The price of the benchmark 10-year Treasury note rose 28.1 cents for every $100 invested Monday, sending its yield slightly lower to 2.19 percent, from 2.22 percent late Friday.
Earlier in the day, separate surveys in China and Europe showed that manufacturing in those parts of the world might be contracting.
A survey conducted in China by international bank HSBC recorded its lowest average reading in three years for export activity in the first quarter.
A survey of European manufacturing executives by financial data firm Markit fell to a three-month low, while Europe's statistics bureau said that unemployment in the 17 countries that use the euro has risen to 10.8 percent, the highest level since the launch of the euro in 1999.

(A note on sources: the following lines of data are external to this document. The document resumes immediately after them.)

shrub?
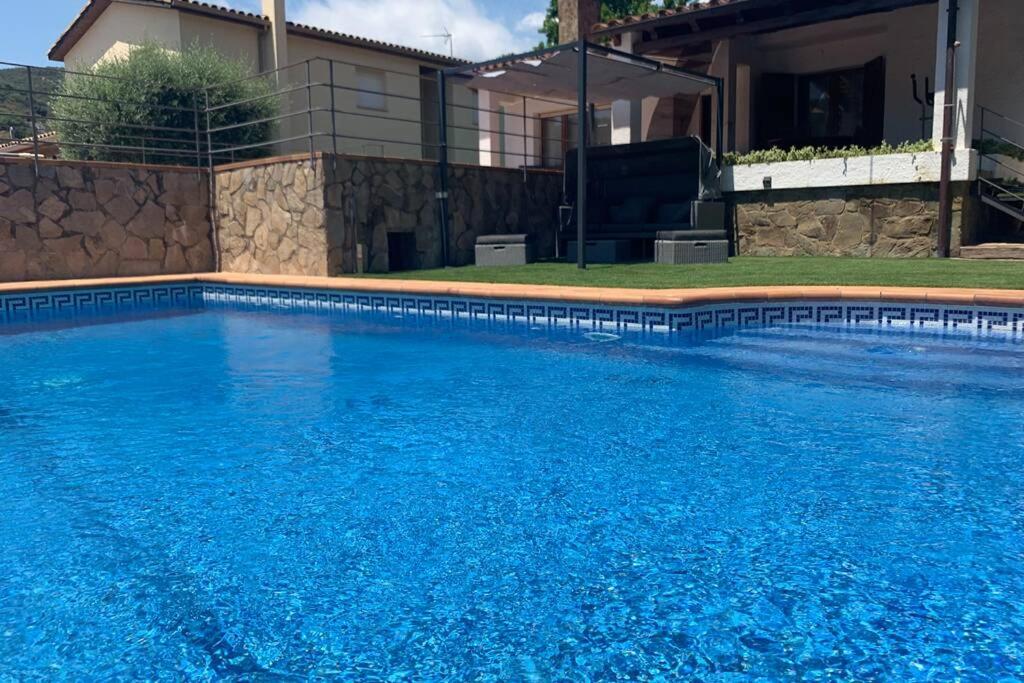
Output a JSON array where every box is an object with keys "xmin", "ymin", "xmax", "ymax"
[
  {"xmin": 724, "ymin": 140, "xmax": 932, "ymax": 166},
  {"xmin": 50, "ymin": 44, "xmax": 278, "ymax": 164}
]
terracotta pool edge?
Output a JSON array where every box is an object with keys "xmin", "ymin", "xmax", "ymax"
[{"xmin": 0, "ymin": 272, "xmax": 1024, "ymax": 308}]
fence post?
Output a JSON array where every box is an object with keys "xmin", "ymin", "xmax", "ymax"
[
  {"xmin": 328, "ymin": 59, "xmax": 338, "ymax": 157},
  {"xmin": 203, "ymin": 88, "xmax": 220, "ymax": 272},
  {"xmin": 193, "ymin": 92, "xmax": 203, "ymax": 176},
  {"xmin": 25, "ymin": 67, "xmax": 39, "ymax": 178},
  {"xmin": 306, "ymin": 59, "xmax": 313, "ymax": 164},
  {"xmin": 436, "ymin": 69, "xmax": 449, "ymax": 268}
]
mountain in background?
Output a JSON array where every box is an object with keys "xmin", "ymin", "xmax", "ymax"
[{"xmin": 0, "ymin": 67, "xmax": 63, "ymax": 140}]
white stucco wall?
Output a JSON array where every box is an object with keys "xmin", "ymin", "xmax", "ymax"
[
  {"xmin": 733, "ymin": 0, "xmax": 937, "ymax": 151},
  {"xmin": 722, "ymin": 150, "xmax": 978, "ymax": 193},
  {"xmin": 65, "ymin": 2, "xmax": 182, "ymax": 70},
  {"xmin": 59, "ymin": 2, "xmax": 479, "ymax": 163},
  {"xmin": 478, "ymin": 93, "xmax": 577, "ymax": 168}
]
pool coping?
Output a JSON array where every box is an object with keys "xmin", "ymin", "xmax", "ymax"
[{"xmin": 0, "ymin": 272, "xmax": 1024, "ymax": 308}]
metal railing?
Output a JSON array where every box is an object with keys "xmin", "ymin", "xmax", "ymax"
[
  {"xmin": 198, "ymin": 57, "xmax": 594, "ymax": 168},
  {"xmin": 0, "ymin": 57, "xmax": 593, "ymax": 174},
  {"xmin": 976, "ymin": 105, "xmax": 1024, "ymax": 220}
]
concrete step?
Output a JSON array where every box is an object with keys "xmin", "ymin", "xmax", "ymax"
[{"xmin": 961, "ymin": 242, "xmax": 1024, "ymax": 261}]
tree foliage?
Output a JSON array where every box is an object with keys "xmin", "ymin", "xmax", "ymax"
[
  {"xmin": 0, "ymin": 67, "xmax": 63, "ymax": 140},
  {"xmin": 539, "ymin": 0, "xmax": 687, "ymax": 47},
  {"xmin": 50, "ymin": 44, "xmax": 278, "ymax": 164}
]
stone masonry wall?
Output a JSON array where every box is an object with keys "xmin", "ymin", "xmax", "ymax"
[
  {"xmin": 327, "ymin": 157, "xmax": 562, "ymax": 272},
  {"xmin": 727, "ymin": 183, "xmax": 976, "ymax": 257},
  {"xmin": 214, "ymin": 156, "xmax": 325, "ymax": 275},
  {"xmin": 0, "ymin": 160, "xmax": 213, "ymax": 282},
  {"xmin": 215, "ymin": 155, "xmax": 561, "ymax": 275}
]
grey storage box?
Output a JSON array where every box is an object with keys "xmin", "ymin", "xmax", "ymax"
[
  {"xmin": 565, "ymin": 240, "xmax": 632, "ymax": 263},
  {"xmin": 476, "ymin": 234, "xmax": 534, "ymax": 265},
  {"xmin": 654, "ymin": 235, "xmax": 729, "ymax": 265}
]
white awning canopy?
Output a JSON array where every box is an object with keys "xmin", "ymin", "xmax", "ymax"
[{"xmin": 447, "ymin": 45, "xmax": 716, "ymax": 106}]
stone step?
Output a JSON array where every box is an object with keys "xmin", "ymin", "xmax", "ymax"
[{"xmin": 961, "ymin": 242, "xmax": 1024, "ymax": 261}]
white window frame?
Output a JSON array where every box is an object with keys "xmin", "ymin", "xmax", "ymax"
[{"xmin": 355, "ymin": 67, "xmax": 387, "ymax": 112}]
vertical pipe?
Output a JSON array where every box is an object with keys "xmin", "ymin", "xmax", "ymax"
[
  {"xmin": 577, "ymin": 40, "xmax": 590, "ymax": 269},
  {"xmin": 306, "ymin": 59, "xmax": 313, "ymax": 165},
  {"xmin": 715, "ymin": 79, "xmax": 725, "ymax": 169},
  {"xmin": 522, "ymin": 95, "xmax": 529, "ymax": 172},
  {"xmin": 935, "ymin": 0, "xmax": 958, "ymax": 258},
  {"xmin": 437, "ymin": 70, "xmax": 449, "ymax": 268},
  {"xmin": 25, "ymin": 67, "xmax": 39, "ymax": 179}
]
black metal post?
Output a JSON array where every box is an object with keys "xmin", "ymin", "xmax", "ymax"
[
  {"xmin": 203, "ymin": 88, "xmax": 220, "ymax": 272},
  {"xmin": 436, "ymin": 70, "xmax": 449, "ymax": 268},
  {"xmin": 306, "ymin": 59, "xmax": 313, "ymax": 165},
  {"xmin": 193, "ymin": 92, "xmax": 203, "ymax": 176},
  {"xmin": 25, "ymin": 67, "xmax": 39, "ymax": 178},
  {"xmin": 577, "ymin": 40, "xmax": 590, "ymax": 269},
  {"xmin": 328, "ymin": 59, "xmax": 338, "ymax": 156},
  {"xmin": 935, "ymin": 0, "xmax": 958, "ymax": 258}
]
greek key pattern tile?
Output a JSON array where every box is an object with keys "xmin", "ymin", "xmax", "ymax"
[
  {"xmin": 0, "ymin": 283, "xmax": 1024, "ymax": 338},
  {"xmin": 197, "ymin": 285, "xmax": 1024, "ymax": 337},
  {"xmin": 0, "ymin": 283, "xmax": 203, "ymax": 324}
]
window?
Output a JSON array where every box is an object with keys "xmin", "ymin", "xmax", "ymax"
[
  {"xmin": 541, "ymin": 108, "xmax": 611, "ymax": 168},
  {"xmin": 757, "ymin": 57, "xmax": 886, "ymax": 147},
  {"xmin": 798, "ymin": 69, "xmax": 864, "ymax": 143},
  {"xmin": 355, "ymin": 67, "xmax": 387, "ymax": 112}
]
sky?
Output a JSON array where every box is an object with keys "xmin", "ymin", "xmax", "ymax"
[{"xmin": 8, "ymin": 0, "xmax": 548, "ymax": 66}]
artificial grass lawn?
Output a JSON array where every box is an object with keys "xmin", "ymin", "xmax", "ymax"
[{"xmin": 370, "ymin": 256, "xmax": 1024, "ymax": 289}]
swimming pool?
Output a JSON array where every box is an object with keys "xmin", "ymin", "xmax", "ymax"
[{"xmin": 0, "ymin": 286, "xmax": 1024, "ymax": 680}]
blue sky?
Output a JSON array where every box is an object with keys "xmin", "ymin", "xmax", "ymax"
[{"xmin": 8, "ymin": 0, "xmax": 548, "ymax": 65}]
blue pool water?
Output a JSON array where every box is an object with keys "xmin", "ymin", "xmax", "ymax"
[{"xmin": 0, "ymin": 311, "xmax": 1024, "ymax": 681}]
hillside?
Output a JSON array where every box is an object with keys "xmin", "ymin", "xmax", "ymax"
[{"xmin": 0, "ymin": 67, "xmax": 63, "ymax": 139}]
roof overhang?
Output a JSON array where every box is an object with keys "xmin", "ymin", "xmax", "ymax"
[
  {"xmin": 444, "ymin": 43, "xmax": 719, "ymax": 105},
  {"xmin": 592, "ymin": 0, "xmax": 938, "ymax": 53},
  {"xmin": 48, "ymin": 0, "xmax": 467, "ymax": 67}
]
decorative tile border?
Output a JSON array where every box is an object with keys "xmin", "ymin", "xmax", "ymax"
[
  {"xmin": 0, "ymin": 282, "xmax": 1024, "ymax": 339},
  {"xmin": 203, "ymin": 284, "xmax": 1024, "ymax": 338},
  {"xmin": 0, "ymin": 283, "xmax": 203, "ymax": 325}
]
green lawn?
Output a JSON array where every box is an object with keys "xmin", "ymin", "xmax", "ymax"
[{"xmin": 369, "ymin": 256, "xmax": 1024, "ymax": 289}]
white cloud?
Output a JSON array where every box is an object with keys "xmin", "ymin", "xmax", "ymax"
[
  {"xmin": 516, "ymin": 12, "xmax": 547, "ymax": 33},
  {"xmin": 289, "ymin": 0, "xmax": 544, "ymax": 59}
]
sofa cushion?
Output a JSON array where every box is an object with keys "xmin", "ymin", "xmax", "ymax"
[
  {"xmin": 656, "ymin": 202, "xmax": 690, "ymax": 225},
  {"xmin": 608, "ymin": 197, "xmax": 654, "ymax": 225}
]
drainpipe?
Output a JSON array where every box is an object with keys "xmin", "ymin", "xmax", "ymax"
[
  {"xmin": 263, "ymin": 0, "xmax": 289, "ymax": 87},
  {"xmin": 935, "ymin": 0, "xmax": 959, "ymax": 258}
]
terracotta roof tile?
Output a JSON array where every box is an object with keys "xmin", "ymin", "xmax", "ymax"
[
  {"xmin": 594, "ymin": 0, "xmax": 748, "ymax": 33},
  {"xmin": 49, "ymin": 0, "xmax": 469, "ymax": 65}
]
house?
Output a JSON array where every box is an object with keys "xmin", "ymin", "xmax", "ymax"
[
  {"xmin": 49, "ymin": 0, "xmax": 476, "ymax": 161},
  {"xmin": 559, "ymin": 0, "xmax": 1024, "ymax": 256}
]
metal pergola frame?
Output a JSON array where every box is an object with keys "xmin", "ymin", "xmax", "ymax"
[{"xmin": 437, "ymin": 40, "xmax": 725, "ymax": 268}]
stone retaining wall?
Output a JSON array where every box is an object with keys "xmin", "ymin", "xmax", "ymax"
[
  {"xmin": 215, "ymin": 155, "xmax": 561, "ymax": 275},
  {"xmin": 214, "ymin": 156, "xmax": 325, "ymax": 275},
  {"xmin": 726, "ymin": 183, "xmax": 977, "ymax": 257},
  {"xmin": 0, "ymin": 159, "xmax": 213, "ymax": 282}
]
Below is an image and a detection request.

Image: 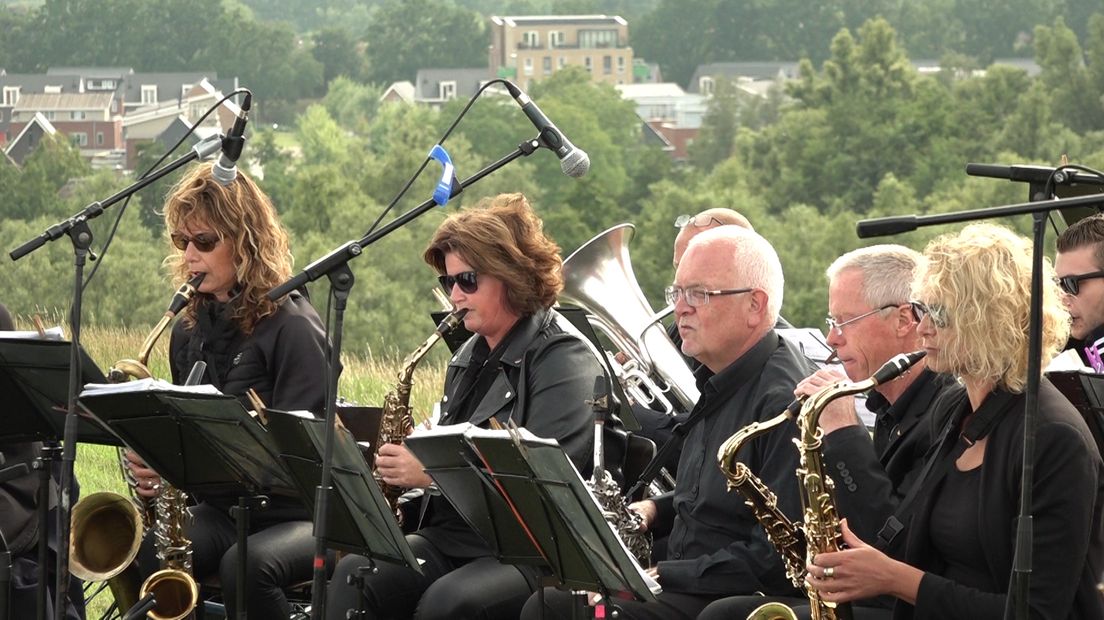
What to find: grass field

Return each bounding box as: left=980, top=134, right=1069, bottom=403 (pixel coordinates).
left=61, top=325, right=445, bottom=619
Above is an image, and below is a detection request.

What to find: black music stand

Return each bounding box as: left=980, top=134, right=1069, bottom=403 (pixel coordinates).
left=260, top=409, right=422, bottom=573
left=79, top=380, right=302, bottom=618
left=406, top=425, right=658, bottom=611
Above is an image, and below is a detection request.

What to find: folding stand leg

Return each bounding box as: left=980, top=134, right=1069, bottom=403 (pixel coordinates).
left=230, top=495, right=268, bottom=620
left=346, top=557, right=380, bottom=620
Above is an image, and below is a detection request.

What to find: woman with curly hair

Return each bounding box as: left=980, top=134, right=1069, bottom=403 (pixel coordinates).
left=327, top=194, right=603, bottom=620
left=806, top=224, right=1104, bottom=620
left=128, top=159, right=326, bottom=619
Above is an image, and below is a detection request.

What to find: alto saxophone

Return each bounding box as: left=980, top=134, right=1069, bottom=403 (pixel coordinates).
left=372, top=308, right=468, bottom=518
left=718, top=351, right=924, bottom=620
left=70, top=274, right=205, bottom=620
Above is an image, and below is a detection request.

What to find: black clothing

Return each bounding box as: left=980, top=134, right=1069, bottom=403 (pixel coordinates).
left=822, top=368, right=956, bottom=549
left=138, top=292, right=327, bottom=620
left=893, top=380, right=1104, bottom=620
left=327, top=310, right=605, bottom=619
left=522, top=331, right=814, bottom=619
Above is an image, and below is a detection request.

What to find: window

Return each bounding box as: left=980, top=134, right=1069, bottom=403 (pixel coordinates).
left=578, top=30, right=617, bottom=49
left=141, top=84, right=157, bottom=106
left=3, top=86, right=20, bottom=106
left=437, top=79, right=456, bottom=101
left=698, top=75, right=713, bottom=97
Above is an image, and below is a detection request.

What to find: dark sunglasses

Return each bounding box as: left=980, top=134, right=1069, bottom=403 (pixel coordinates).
left=169, top=233, right=222, bottom=254
left=437, top=271, right=479, bottom=295
left=1054, top=271, right=1104, bottom=297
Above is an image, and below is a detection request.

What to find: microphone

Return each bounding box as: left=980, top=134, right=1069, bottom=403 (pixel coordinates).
left=506, top=82, right=591, bottom=177
left=211, top=90, right=253, bottom=188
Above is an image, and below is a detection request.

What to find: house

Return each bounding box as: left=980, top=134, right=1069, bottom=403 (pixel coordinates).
left=489, top=15, right=634, bottom=89
left=3, top=113, right=57, bottom=167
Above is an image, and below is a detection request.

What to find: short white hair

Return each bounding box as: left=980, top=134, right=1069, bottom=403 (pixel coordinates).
left=688, top=225, right=786, bottom=325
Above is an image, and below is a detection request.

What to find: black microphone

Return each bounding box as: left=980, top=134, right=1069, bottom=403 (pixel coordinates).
left=506, top=82, right=591, bottom=177
left=211, top=90, right=253, bottom=188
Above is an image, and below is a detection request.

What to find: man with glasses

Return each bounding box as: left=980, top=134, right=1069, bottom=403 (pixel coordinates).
left=1054, top=214, right=1104, bottom=366
left=522, top=226, right=813, bottom=619
left=699, top=245, right=954, bottom=620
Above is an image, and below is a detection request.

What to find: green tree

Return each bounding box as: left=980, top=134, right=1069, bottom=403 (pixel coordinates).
left=365, top=0, right=487, bottom=84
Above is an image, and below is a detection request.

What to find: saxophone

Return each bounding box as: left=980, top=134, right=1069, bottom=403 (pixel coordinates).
left=718, top=351, right=925, bottom=620
left=70, top=274, right=205, bottom=620
left=373, top=308, right=468, bottom=516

In the U.S. strong manufacturing data was tempered with a slowdown in building.
The Institute for Supply Management said that its index of manufacturing activity rose strongly last month to a nine-month high.
However, U.S. builders trimmed activity for a second straight month in February, pushing construction spending down by the largest amount in seven months.
The weakness underscored how much the nation's construction industry continues to struggle even as the economy recovers from the Great Recession brought in part by the collapse of the housing market following an unsustainable boom in that sector a few years ago.
The price of the 30-year Treasury bond on Monday also fell 28.1 cents per $100 invested, nudging its yield down to 3.33 percent from 3.34 percent from 3.28 percent.
In other trading, the yield on the two-year Treasury note fell to 0.32 percent, from 0.33 percent. The yield on the three-month T-bill rose to 0.06 percent from 0.07 late Friday.